EQUIVARIANT DISENTANGLED TRANSFORMATION FOR DOMAIN GENERALIZATION UNDER COMBINATION SHIFT

Abstract

Machine learning systems may encounter unexpected problems when the data distribution changes in the deployment environment. A major reason is that certain combinations of domains and labels are not observed during training but appear in the test environment. Although various invariance-based algorithms can be applied, we find that the performance gain is often marginal. To formally analyze this issue, we provide a unique algebraic formulation of the combination shift problem based on the concepts of homomorphism, equivariance, and a refined definition of disentanglement. The algebraic requirements naturally derive a simple yet effective method, referred to as equivariant disentangled transformation (EDT), which augments the data based on the algebraic structures of labels and makes the transformation satisfy the equivariance and disentanglement requirements. Experimental results demonstrate that invariance may be insufficient, and it is important to exploit the equivariance structure in the combination shift problem.

1. INTRODUCTION

The way we humans perceive the world is combinatorial -we tend to cognize a complex object or phenomenon as a combination of simpler factors of variation. Further, we have the ability to recognize, imagine, and process novel combinations of factors that we have never observed so that we can survive in this rapidly changing world. Such ability is usually referred to as generalization. However, despite recent super-human performance on certain tasks, machine learning systems still lack this generalization ability, especially when only a limited subset of all combinations of factors are observable (Sagawa et al., 2020; Träuble et al., 2021; Goel et al., 2021; Wiles et al., 2022) . In risk-sensitive applications such as driver-assistance systems (Alcorn et al., 2019; Volk et al., 2019) and computer-aided medical diagnosis (Castro et al., 2020; Bissoto et al., 2020) , performing well only on a given subset of combinations but not on unobserved combinations may cause unexpected and catastrophic failures in a deployment environment. A more practical but still challenging learning problem is to learn all domains and labels, but only given a limited subset of the domain-label combinations for training. We refer to the usual setting of domain generalization as domain shift and this new setting as combination shift. An illustration is given in Fig. 1 . Combination shift is more feasible because all domains are at least partially observable during training but is also more challenging because the distribution of labels can vary significantly across domains. The learning goal is to improve generalization with as few combinations as possible.

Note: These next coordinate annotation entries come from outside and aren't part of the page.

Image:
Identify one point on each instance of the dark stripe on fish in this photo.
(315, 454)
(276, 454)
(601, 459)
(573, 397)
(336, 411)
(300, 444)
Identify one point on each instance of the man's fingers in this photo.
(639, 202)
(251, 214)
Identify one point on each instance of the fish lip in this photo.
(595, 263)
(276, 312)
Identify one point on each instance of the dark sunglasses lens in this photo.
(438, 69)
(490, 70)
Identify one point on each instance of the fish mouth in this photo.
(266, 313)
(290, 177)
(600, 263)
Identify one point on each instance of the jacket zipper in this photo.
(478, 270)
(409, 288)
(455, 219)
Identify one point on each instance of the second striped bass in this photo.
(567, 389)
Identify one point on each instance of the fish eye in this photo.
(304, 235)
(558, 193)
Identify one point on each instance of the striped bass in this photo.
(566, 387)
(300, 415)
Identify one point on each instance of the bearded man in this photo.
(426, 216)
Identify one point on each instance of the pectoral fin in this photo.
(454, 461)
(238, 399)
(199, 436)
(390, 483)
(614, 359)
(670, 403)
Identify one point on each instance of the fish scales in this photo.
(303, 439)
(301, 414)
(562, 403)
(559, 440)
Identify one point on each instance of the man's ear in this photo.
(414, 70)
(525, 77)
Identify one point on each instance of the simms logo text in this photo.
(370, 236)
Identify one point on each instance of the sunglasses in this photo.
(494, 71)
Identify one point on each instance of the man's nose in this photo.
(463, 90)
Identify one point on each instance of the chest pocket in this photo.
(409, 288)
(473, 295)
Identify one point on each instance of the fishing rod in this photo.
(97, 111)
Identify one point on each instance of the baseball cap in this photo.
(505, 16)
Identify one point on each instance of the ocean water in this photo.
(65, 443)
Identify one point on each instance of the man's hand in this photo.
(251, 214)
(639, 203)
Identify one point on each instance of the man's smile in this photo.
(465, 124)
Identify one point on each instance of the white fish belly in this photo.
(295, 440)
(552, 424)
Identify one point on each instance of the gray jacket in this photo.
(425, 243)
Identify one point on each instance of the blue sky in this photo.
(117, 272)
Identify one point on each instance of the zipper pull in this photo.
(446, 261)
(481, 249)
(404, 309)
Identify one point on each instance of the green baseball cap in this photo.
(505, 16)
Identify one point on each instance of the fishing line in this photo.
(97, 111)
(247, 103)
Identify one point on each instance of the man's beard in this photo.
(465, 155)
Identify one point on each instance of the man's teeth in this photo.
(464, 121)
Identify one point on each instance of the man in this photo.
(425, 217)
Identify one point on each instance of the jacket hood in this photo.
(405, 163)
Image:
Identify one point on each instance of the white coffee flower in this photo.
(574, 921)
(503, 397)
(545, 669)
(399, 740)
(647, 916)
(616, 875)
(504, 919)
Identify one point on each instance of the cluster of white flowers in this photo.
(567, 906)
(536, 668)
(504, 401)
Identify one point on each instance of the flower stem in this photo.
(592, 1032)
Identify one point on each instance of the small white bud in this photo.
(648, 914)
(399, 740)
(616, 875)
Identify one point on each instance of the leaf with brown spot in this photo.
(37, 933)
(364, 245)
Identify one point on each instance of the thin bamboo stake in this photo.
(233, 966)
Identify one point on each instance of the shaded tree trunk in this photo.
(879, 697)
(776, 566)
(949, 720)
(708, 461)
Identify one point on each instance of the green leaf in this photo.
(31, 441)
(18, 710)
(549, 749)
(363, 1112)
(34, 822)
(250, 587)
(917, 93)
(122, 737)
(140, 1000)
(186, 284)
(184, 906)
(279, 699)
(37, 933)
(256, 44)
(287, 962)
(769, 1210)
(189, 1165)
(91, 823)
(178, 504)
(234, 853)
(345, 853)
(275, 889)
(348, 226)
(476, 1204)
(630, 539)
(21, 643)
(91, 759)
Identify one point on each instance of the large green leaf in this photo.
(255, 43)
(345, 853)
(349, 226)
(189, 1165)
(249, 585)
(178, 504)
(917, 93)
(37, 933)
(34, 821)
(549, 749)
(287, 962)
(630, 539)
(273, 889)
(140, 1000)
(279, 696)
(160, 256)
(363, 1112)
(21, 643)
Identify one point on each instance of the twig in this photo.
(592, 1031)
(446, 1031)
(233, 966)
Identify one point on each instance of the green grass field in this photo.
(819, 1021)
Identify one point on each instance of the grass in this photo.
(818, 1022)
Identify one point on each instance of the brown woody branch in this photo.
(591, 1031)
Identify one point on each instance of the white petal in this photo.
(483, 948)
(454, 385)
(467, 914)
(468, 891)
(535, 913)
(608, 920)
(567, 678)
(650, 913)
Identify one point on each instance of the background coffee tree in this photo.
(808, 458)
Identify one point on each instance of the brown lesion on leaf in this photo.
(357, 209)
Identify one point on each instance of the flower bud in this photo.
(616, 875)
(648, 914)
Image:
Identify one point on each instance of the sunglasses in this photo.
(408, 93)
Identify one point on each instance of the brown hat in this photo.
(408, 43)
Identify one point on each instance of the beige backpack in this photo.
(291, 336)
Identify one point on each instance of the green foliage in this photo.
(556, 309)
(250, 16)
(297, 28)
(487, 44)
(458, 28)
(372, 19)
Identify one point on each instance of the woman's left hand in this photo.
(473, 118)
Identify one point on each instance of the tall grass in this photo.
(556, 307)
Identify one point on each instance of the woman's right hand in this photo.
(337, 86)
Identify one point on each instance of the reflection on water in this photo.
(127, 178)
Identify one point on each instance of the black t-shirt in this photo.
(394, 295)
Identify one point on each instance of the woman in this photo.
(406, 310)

Domain generalization(Wang et al., 2021a)  is a problem where we need to deal with combinations of two factors: domains and labels. Recently, Gulrajani & Lopez-Paz (2021) questioned the progress of the domain generalization research, claiming that several algorithms are not significantly superior to an empirical risk minimization (ERM) baseline. In addition to the model selection issue raised by Gulrajani & Lopez-Paz (2021), we conjecture that this is due to the ambitious goal of the usual domain generalization setting: generalizing to a completely unknown domain. Is it really possible to understand art if we have only seen photographs(Li et al., 2017)? Besides, those datasets used for evaluation usually have almost uniformly distributed domains and classes for training, which may be unrealistic to expect in real-world applications.